Krawiec Rinka zrobił Tymowskiemu: delię zieloną i ubranie, a Józefowi (synowi) kopieniaczek, żupan lazurowy i ubranie. Wesele jakieś Tymowski wyprawiał tego roku, na które od pana Jędrzeja Rozembarskiego wziął: 3 wiertele pszenicy po złotemu, na Wielkanoc zaś 2 wiertele. — Posiadał dwie jatki rzeźnicze i wydzierżawił je Janowi Obłąkowi.
Stanisław Dzierzwa wziął na 4.000 sierpów, a sprowadziwszy sobie z Lublina pomocnika Dzwoniarza, dostawił ich dwa razy tyle. Lonarczyk dostarczył 650, Jakób Slaga 100. — Saletry kamieniami i prochu funtami dostarczał Tomasz Ogonek z Grybowa. — Sukno rozmaite postawami bierze Walenty Woliński, kupiec z Grybowa. Płaci pieniędzmi, łańcuszkiem złotym i koniem. — Od Zygmunta Stradomskiego pożyczył Tymowski 400 złp.

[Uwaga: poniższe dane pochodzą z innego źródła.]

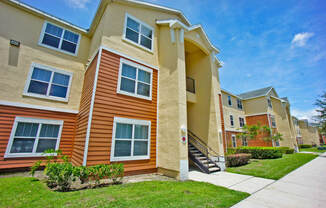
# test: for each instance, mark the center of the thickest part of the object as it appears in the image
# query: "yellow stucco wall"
(232, 110)
(13, 77)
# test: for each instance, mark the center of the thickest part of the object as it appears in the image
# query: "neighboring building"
(261, 106)
(125, 90)
(310, 134)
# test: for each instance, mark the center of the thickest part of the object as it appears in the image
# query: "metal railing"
(190, 85)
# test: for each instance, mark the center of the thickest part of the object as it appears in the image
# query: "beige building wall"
(232, 110)
(15, 63)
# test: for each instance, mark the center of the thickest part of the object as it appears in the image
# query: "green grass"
(273, 168)
(27, 192)
(313, 149)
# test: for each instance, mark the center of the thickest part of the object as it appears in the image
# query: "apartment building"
(310, 134)
(262, 106)
(128, 89)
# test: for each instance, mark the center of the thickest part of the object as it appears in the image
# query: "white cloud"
(309, 114)
(79, 4)
(301, 39)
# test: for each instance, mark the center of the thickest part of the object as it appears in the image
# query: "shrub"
(261, 152)
(237, 159)
(305, 145)
(289, 151)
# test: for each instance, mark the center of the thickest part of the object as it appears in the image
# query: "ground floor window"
(32, 136)
(234, 141)
(130, 139)
(244, 141)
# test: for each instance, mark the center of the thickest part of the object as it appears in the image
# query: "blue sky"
(279, 43)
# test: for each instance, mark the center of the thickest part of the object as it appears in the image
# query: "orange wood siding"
(109, 104)
(7, 118)
(84, 109)
(263, 120)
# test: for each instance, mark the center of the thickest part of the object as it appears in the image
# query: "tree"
(321, 117)
(252, 132)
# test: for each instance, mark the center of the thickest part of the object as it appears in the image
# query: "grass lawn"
(313, 149)
(28, 192)
(273, 168)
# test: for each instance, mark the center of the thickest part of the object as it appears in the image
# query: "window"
(234, 141)
(244, 141)
(273, 121)
(31, 137)
(239, 103)
(138, 33)
(241, 122)
(47, 82)
(60, 39)
(229, 100)
(231, 120)
(135, 80)
(130, 139)
(269, 102)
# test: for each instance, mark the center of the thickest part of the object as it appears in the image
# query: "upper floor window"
(239, 103)
(231, 120)
(234, 141)
(31, 137)
(241, 122)
(47, 82)
(60, 39)
(269, 102)
(273, 121)
(131, 139)
(229, 100)
(135, 80)
(138, 32)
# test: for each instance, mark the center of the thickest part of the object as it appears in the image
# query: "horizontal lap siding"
(84, 109)
(7, 118)
(254, 120)
(108, 104)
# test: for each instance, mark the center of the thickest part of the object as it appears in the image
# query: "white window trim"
(124, 61)
(54, 48)
(133, 122)
(230, 100)
(32, 120)
(141, 23)
(235, 140)
(28, 81)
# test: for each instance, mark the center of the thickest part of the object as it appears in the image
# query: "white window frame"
(273, 118)
(138, 66)
(141, 23)
(133, 122)
(32, 120)
(229, 100)
(244, 123)
(232, 121)
(234, 142)
(47, 96)
(61, 38)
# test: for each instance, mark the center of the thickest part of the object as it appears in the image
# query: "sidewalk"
(244, 183)
(305, 187)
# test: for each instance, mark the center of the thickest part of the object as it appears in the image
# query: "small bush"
(237, 159)
(289, 151)
(261, 152)
(305, 145)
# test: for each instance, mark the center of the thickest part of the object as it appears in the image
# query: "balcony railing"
(190, 85)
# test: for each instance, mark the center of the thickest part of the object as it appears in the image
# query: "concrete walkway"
(305, 187)
(244, 183)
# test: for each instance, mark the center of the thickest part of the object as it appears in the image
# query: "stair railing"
(211, 155)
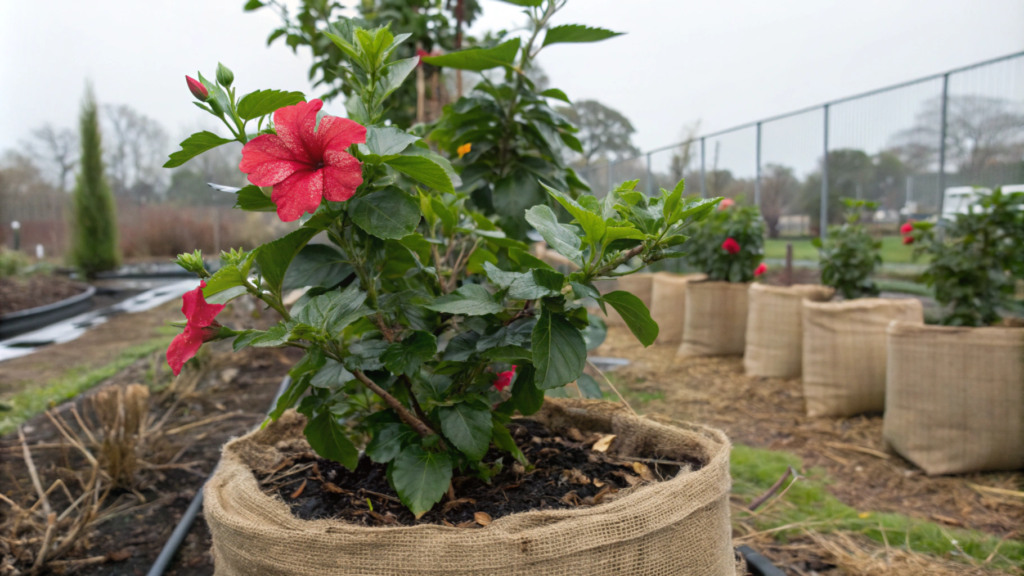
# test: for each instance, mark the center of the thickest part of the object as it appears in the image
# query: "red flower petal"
(183, 347)
(300, 193)
(199, 314)
(295, 125)
(268, 161)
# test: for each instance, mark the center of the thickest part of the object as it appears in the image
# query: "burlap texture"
(716, 319)
(676, 527)
(954, 397)
(668, 304)
(775, 328)
(845, 353)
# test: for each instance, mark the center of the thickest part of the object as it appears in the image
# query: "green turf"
(809, 504)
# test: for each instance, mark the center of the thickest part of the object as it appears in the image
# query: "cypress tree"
(94, 245)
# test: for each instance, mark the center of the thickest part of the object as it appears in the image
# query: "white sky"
(724, 63)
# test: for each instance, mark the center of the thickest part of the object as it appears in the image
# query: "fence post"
(942, 142)
(649, 188)
(823, 215)
(704, 178)
(757, 177)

Miedzi 8½ cetnara kupił w Nowejwsi naspół z Tomusiem (Tomaszem Pytlikowiczem),[1] który po nią jeździł z Lewoczy, gdzie oba byli. Miedź tę wodą spławiał mu Nożyński, który u niego mieszkał, i prócz spławu za jaką parę butów po jarmarkach mu pomagał; jakoż i miedź ową sprzedał częściowo w Sandomierzu i Kazimierzu, resztę w Lublinie. — Sierpy i śliwy wraz z miedzią stanowiły ładunek pletów, którym przewodził. Śliwy szły aż do Gdańska. — Wina 16 beczek kupił od Deżeffiego Janusza za 384 talarów węgierskich. W miejscu Matys Bereza, pisarz miejski, wziął na drobną sprzedaż 6 beczek.
W Kezmarku od Zacharyasza Gutsmittla kupił 7 beczek starego wina. Przyłączył się do spółki Tomuś (Pytlikowicz), i zebra-
- ↑ Długoletni i zasłużony rajca sandecki w latach 1619—1636: podobnie jak Jerzy Tymowski w latach 1607—1628.